Womit wir beim heimlichen Teil wären, der kurzen Fahrt ohne Gurt, dem Clubraum in der Kneipe, in dem verbotswidrig bis heute geraucht wird, der roten Ampel, nachts um halb drei zwischen Kleinsiehstenich und Hintertupfingen. Oder, wenn wir schon beim Klima sind, beim heimlichen Gasgrill, der zweiten Bratwurst in fleischloser Zeit, der Katze, dem Hund, dem Benzinrasenmäher. Verbote, die das Verhalten von Menschen regeln, sind nur so gut wie der der Wille, sie zu achten oder die Macht, sie zu erzwingen. Fragen Sie unsere Faerser-Nancy, die mit Messerverboten gerade von Erfolg zu Erfolg eilt.
Ein weiteres Merkmal, das man leicht übersieht, ist das beim Leser vorausgesetzte Gefühl, dass die Gurtpflicht (StVO) und der aktivistisch aufgeblasene Klimaschutz in dieselbe Kategorie fallen. Da steht scheinbar nichts mehr in Frage, wer sich im Auto anschnallt, dem kann man auch fürs Klima irgendwas verbieten.
„Wie so manche kleine Kinder mag auch meine jüngste Tochter nicht immer im Kindersitz angeschnallt werden, egal ob im Auto oder auf dem Fahrrad. (Das ist eine Untertreibung. Sie schreit Zeter und Mordio.) Aber es ist sicherer so, das sagt der ADAC, man kann es selbst in Crash-Test-Videos sehen, und auch wenn man von der notwendigen Sicherheit eines Kindersitzes nicht überzeugt ist: Es ist unter keinen Umständen erlaubt, sein Kind ohne Kindersitz zu transportieren. Verboten!“
Als nächstes wird das Gefälle eingeführt zwischen denen, die Verbote erlassen, denen, die Verbote durchsetzen und denen, die sie zu erdulden haben. Das Kind in dieser Beziehung sind Sie, lieber Leser und nun quengeln Sie mal nicht so rum, Sie müssen angeschnallt werden! Mutti will es so und Vater Staat auch! Interessant, dass die Mutter den Staat als innere Stütze braucht, um eine simple und völlig sinnvolle Schutzmaßnahme zu akzeptieren. Erklärt bekommt das Kind hier übrigens nichts. So wie Sie als attestierter Klimasünder auch nichts erklärt bekommen. Das ist so, weil es so ist.
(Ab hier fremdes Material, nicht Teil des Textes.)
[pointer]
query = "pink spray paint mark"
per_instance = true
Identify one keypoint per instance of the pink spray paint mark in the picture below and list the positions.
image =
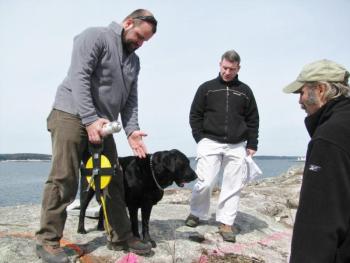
(128, 258)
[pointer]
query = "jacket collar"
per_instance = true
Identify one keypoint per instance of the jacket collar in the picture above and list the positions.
(313, 121)
(231, 83)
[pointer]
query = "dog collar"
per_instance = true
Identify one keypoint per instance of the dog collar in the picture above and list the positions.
(153, 175)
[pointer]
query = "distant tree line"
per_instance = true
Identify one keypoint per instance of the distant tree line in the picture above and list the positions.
(24, 157)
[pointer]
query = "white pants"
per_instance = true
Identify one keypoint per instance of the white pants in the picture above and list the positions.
(211, 156)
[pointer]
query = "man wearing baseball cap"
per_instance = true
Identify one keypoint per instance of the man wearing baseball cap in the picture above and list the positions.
(322, 224)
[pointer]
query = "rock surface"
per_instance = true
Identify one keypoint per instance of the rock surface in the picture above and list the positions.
(265, 221)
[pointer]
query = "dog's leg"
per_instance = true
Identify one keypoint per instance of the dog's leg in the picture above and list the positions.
(85, 198)
(100, 224)
(134, 221)
(146, 214)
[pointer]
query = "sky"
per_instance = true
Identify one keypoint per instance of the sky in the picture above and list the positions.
(275, 39)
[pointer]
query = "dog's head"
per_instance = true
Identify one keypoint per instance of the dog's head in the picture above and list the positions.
(172, 166)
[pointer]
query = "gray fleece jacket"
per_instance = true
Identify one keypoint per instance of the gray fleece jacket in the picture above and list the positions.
(101, 80)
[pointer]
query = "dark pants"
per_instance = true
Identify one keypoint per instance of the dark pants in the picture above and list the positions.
(69, 148)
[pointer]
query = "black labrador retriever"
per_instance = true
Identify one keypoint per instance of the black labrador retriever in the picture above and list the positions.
(144, 183)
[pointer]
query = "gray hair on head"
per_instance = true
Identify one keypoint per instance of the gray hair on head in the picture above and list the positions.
(232, 56)
(142, 15)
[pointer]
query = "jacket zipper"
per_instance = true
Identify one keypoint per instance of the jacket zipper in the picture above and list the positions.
(226, 116)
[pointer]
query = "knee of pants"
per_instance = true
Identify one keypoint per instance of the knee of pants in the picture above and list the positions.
(202, 186)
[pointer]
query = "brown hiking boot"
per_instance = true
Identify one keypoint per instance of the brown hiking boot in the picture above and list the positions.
(51, 254)
(133, 244)
(228, 233)
(192, 221)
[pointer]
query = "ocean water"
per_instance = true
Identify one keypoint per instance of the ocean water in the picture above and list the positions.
(22, 182)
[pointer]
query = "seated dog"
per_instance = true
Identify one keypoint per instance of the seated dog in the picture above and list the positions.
(144, 183)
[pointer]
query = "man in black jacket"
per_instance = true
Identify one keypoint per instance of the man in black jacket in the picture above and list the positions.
(322, 224)
(225, 123)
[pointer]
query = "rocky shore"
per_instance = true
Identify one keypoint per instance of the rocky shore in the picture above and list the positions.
(265, 220)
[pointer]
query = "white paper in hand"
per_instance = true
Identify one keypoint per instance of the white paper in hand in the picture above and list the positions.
(253, 169)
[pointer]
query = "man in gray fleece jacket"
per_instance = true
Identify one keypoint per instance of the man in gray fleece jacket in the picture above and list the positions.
(101, 84)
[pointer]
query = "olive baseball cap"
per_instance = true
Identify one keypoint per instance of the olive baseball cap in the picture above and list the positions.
(322, 70)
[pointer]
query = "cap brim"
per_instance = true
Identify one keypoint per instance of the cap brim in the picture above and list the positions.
(293, 87)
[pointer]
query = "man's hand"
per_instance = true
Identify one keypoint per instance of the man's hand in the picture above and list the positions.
(250, 152)
(135, 141)
(94, 130)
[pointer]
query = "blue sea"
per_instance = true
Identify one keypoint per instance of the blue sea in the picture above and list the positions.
(22, 181)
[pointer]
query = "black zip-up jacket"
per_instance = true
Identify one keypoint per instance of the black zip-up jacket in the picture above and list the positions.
(225, 112)
(322, 225)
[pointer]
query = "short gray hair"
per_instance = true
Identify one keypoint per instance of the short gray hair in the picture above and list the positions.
(232, 56)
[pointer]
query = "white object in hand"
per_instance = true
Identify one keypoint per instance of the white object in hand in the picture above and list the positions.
(111, 127)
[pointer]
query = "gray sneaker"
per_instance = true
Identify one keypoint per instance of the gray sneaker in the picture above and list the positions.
(51, 254)
(192, 221)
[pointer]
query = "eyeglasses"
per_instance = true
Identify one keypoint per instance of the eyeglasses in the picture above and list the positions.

Und jetzt frag nicht mehr, Kind!
„Und das ist gut so. Nicht nur, weil es natürlich dem Schutz der Kinder dient, sondern weil es auch uns Eltern das Leben erleichtert. Denn wenn meine Tochter sich wie ein wild gewordener Oktopus aufbäumt und schreiend probiert, dem Kindersitz zu entkommen, hilft mir das Verbot als Elternteil dabei, durchzuatmen und klar anzukündigen: „Ich sehe, dass du nicht in den Sitz möchtest. Trotzdem musst du angeschnallt werden, damit wir nach Hause fahren können.“ Punkt. So einfach ist das.“
Verbote erleichtern also das Leben. Der Tag bekommt einfach Struktur, wenn die Kette am Fuß nicht zu lang ist. Wem weniger Türen offenstehen, der geht nicht so oft durch die falschen. Augen zu und denk‘ ans Klima! Der Bürger, dieses widerwillig angeschnallte Kind auf dem Rücksitz, schreit übrigens immer noch und hegt allmählich Mordgelüste gegen seine Helikoptermama.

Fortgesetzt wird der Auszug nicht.